Data were collected from 97 infants, of whom 16 were high-familial-risk infants later classified as having an ASD, 40 were high-familial-risk infants who did not later meet ASD criteria (high-risk negative), and 41 were low-risk infants. All infants underwent an eye-tracking task at a mean age of 7 months and a clinical assessment at a mean age of 25 months. Diffusion-weighted imaging data were acquired for 84 of the infants at 7 months. Primary outcome measures included average saccadic reaction time in a visually guided saccade procedure and radial diffusivity (an index of white matter organization) in fiber tracts that included corticospinal pathways and the splenium and genu of the corpus callosum.

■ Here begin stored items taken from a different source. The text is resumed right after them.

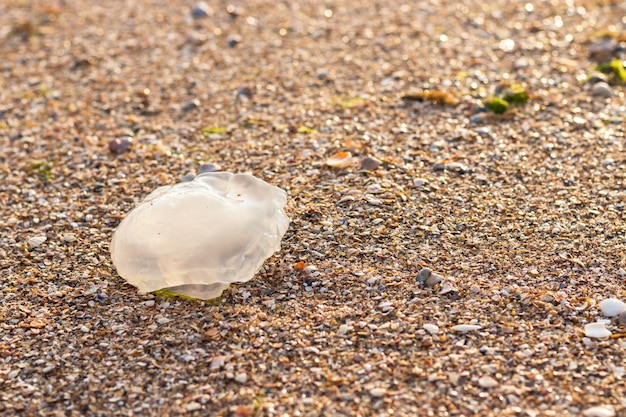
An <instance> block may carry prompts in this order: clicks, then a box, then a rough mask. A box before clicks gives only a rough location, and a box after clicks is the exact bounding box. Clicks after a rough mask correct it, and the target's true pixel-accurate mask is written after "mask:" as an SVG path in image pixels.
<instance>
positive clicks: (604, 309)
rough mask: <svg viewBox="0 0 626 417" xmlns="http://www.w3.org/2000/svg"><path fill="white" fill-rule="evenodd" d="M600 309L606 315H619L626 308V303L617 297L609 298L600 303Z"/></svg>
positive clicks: (613, 316) (604, 314)
mask: <svg viewBox="0 0 626 417" xmlns="http://www.w3.org/2000/svg"><path fill="white" fill-rule="evenodd" d="M600 310H602V314H604V316H606V317H615V316H619V315H620V313H621V312H622V311H624V310H626V303H624V302H623V301H621V300H618V299H617V298H607V299H606V300H604V301H602V302H601V303H600Z"/></svg>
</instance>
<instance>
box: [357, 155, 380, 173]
mask: <svg viewBox="0 0 626 417" xmlns="http://www.w3.org/2000/svg"><path fill="white" fill-rule="evenodd" d="M379 166H380V161H379V160H377V159H374V158H370V157H369V156H366V157H365V158H363V159H361V163H360V165H359V169H360V170H362V171H375V170H376V169H378V167H379Z"/></svg>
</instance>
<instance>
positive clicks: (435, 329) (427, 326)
mask: <svg viewBox="0 0 626 417" xmlns="http://www.w3.org/2000/svg"><path fill="white" fill-rule="evenodd" d="M424 330H426V331H427V332H428V333H430V334H437V333H439V326H437V325H436V324H432V323H426V324H424Z"/></svg>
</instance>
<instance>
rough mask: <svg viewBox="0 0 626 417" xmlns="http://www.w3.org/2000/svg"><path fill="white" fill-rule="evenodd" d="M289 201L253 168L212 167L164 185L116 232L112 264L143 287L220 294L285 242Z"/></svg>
mask: <svg viewBox="0 0 626 417" xmlns="http://www.w3.org/2000/svg"><path fill="white" fill-rule="evenodd" d="M286 203H287V194H286V193H285V192H284V191H283V190H281V189H279V188H277V187H274V186H272V185H269V184H267V183H266V182H264V181H262V180H260V179H258V178H255V177H253V176H252V175H249V174H236V175H234V174H231V173H227V172H210V173H205V174H201V175H198V176H197V177H195V178H194V179H193V180H192V181H189V182H183V183H180V184H176V185H174V186H165V187H160V188H158V189H156V190H155V191H154V192H152V193H151V194H150V195H148V197H146V198H145V199H144V200H143V201H142V202H141V203H140V204H139V205H138V206H137V207H135V209H133V210H132V211H131V212H130V213H129V214H128V216H126V218H125V219H124V220H123V221H122V222H121V223H120V225H119V227H118V228H117V230H116V231H115V234H114V236H113V240H112V242H111V257H112V259H113V264H114V265H115V267H116V268H117V271H118V273H119V274H120V275H121V276H122V277H123V278H125V279H126V280H127V281H128V282H129V283H130V284H132V285H134V286H136V287H138V288H139V290H140V292H142V293H146V292H152V291H156V290H160V289H168V290H170V291H172V292H175V293H179V294H183V295H187V296H190V297H194V298H200V299H211V298H215V297H218V296H219V295H220V294H221V293H222V291H223V290H224V289H226V288H227V287H228V286H229V285H230V283H232V282H237V281H248V280H250V279H251V278H252V277H253V276H254V274H255V273H256V272H257V271H258V270H259V269H260V268H261V266H262V265H263V262H264V261H265V260H266V259H267V258H269V257H270V256H271V255H272V254H273V253H274V252H276V251H277V250H278V249H280V241H281V239H282V237H283V235H284V234H285V232H286V231H287V228H288V226H289V219H288V218H287V215H286V214H285V212H284V210H283V208H284V207H285V205H286Z"/></svg>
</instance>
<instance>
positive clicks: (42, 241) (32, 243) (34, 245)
mask: <svg viewBox="0 0 626 417" xmlns="http://www.w3.org/2000/svg"><path fill="white" fill-rule="evenodd" d="M46 240H48V238H47V237H45V236H33V237H31V238H30V239H28V244H29V245H31V246H32V247H35V248H36V247H37V246H40V245H41V244H42V243H43V242H45V241H46Z"/></svg>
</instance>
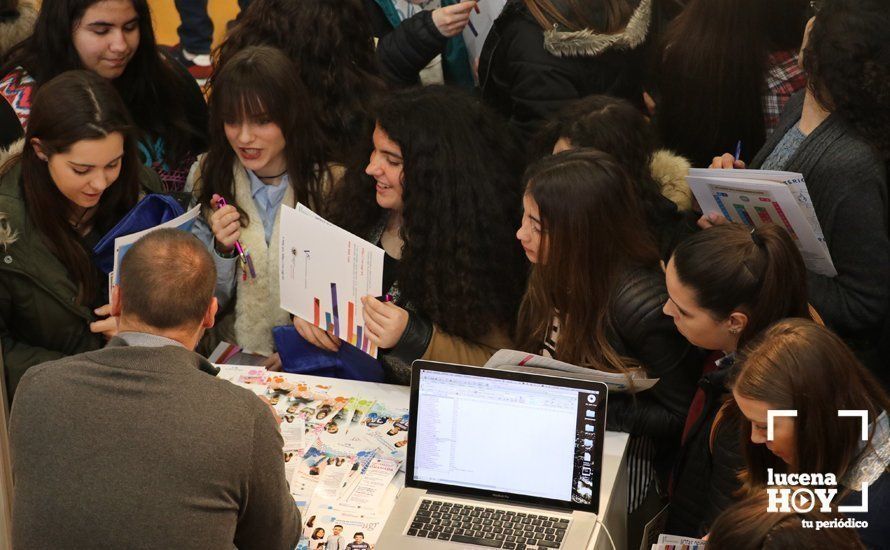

Visual orienting latencies were longer in 7-month-old infants who expressed ASD symptoms at 25 months compared with both high-risk negative infants and low-risk infants. Visual orienting latencies were uniquely associated with the microstructural organization of the splenium of the corpus callosum in low-risk infants, but this association was not apparent in infants later classified as having an ASD.
Flexibly and efficiently orienting to salient information in the environment is critical for subsequent cognitive and social-cognitive development. Atypical visual orienting may represent an early prodromal feature of an ASD, and abnormal functional specialization of posterior cortical circuits directly informs a novel model of ASD pathogenesis.